In 1837 Schumann wrote a set of eighteen pieces for solo piano entitled Davidsbündlertänze which are not really dances, but like a conversation between Florestan and Eusebius, either or both of whom are credited with the individual pieces. Here, from Wikipedia, are the movements with tempi and ascriptions:

  1. Lebhaft (Vivace), G major, Florestan and Eusebius;
  2. Innig (Con intimo sentimento), B minor, Eusebius;
  3. Etwas hahnbüchen (Un poco impetuoso) (1st edition), Mit Humor (Con umore) (2nd edition), G major, Florestan (Hahnbüchen, now usually hahnebüchen (also hanebüchen or hagebüchen), is an untranslatable colloquialism roughly meaning "coarse" or "clumsy." Apparently, it originally meant "made of hornbeam wood." (See the article "Hanebüchen" in the German version of Wikipedia.) Ernest Hutcheson translated it as "cockeyed" in his book The Literature of the Piano.);
  4. Ungeduldig (Con impazienza), B minor, Florestan;
  5. Einfach (Semplice), D major, Eusebius;
  6. Sehr rasch und in sich hinein (Molto vivo, con intimo fervore) (1st edition), Sehr rasch (Molto vivo) (2nd edition), D minor, Florestan;
  7. Nicht schnell mit äußerst starker Empfindung (Non presto profondamente espressivo) (1st edition), Nicht schnell (Non presto) (2nd edition), G minor, Eusebius;
  8. Frisch (Con freschezza), C minor, Florestan;
  9. No tempo indication (metronome mark of 1 crotchet = 126) (1st edition), Lebhaft (Vivace) (2nd edition), C major, Florestan;
  10. Balladenmäßig sehr rasch (Alla ballata molto vivo) (1st edition), ("Sehr" and "Molto" capitalized in 2nd edition), D minor (ends major), Florestan;
  11. Einfach (Semplice), B minor-D major, Eusebius;
  12. Mit Humor (Con umore), B minor-E minor and major, Florestan;
  13. Wild und lustig (Selvaggio e gaio), B minor and major, Florestan and Eusebius;
  14. Zart und singend (Dolce e cantando), E major, Eusebius;
  15. Frisch (Con freschezza), B major - Etwas bewegter (poco piu mosso), E major (return to opening section is optional), Florestan and Eusebius;
  16. Mit gutem Humor (Con buon umore) (in 2nd edition, "Con umore"), G major - Etwas langsamer (Un poco più lento), B minor; leading without a break into
  17. Wie aus der Ferne (Come da lontano), B major and minor (including a full reprise of No. 2), Florestan and Eusebius; and
  18. Nicht schnell (Non presto), C major, Eusebius.

And here is a performance of the complete work:

A measure of just how revolutionary this music is would be a comparison with a late Beethoven piano sonata from a mere decade before.

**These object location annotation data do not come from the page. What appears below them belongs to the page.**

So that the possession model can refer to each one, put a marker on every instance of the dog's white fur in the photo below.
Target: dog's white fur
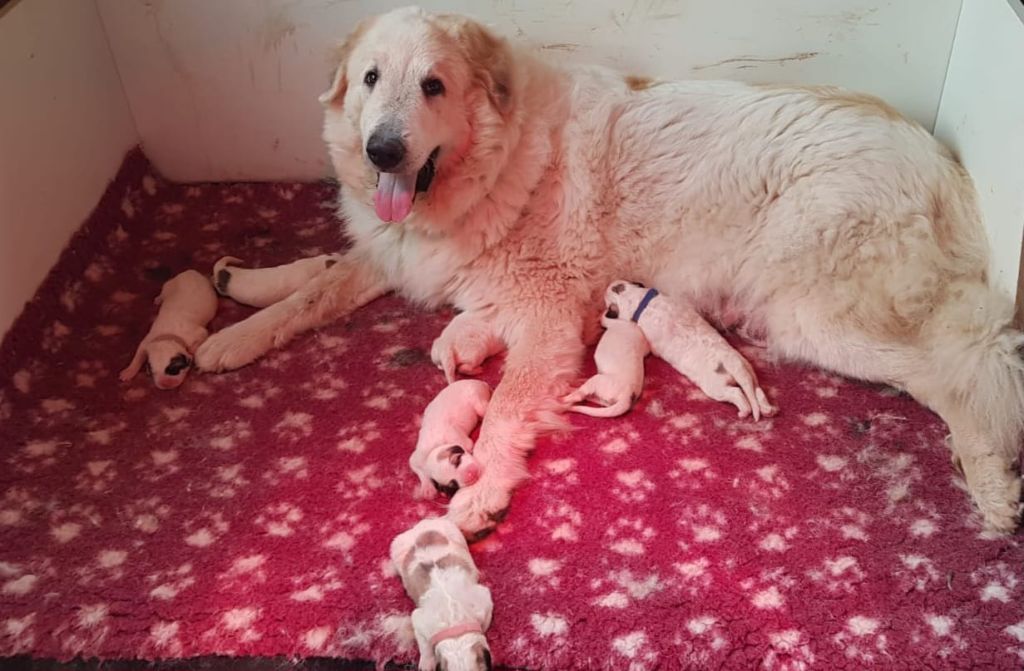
(684, 340)
(442, 458)
(844, 233)
(467, 341)
(439, 576)
(187, 302)
(619, 381)
(262, 287)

Instead of a unified structure comprising a few, three or four, movements with a very clear tonal structure, there is instead a myriad of short 'characteristic' pieces, each with its own mood and structure.


vp said...

Surely a fairer comparison would be with Beethoven's Bagatelles. Compared with apples, oranges will always appear "revolutionary".

Bryan Townsend said...

Now that is a very pertinent observation! Beethoven's Bagatelles are very similar in terms of being a collection of short pieces and perhaps the Schumann work descends from them. The differences are also manifest: the Beethoven op 126 only has six movements, the Schumann eighteen. The keys of the Beethoven movements fall by major thirds, the Schumann is structured differently and so on. But I take your point gladly! I guess the revolutionary aspect has more to do with the imaginary personas which I can't see Beethoven doing.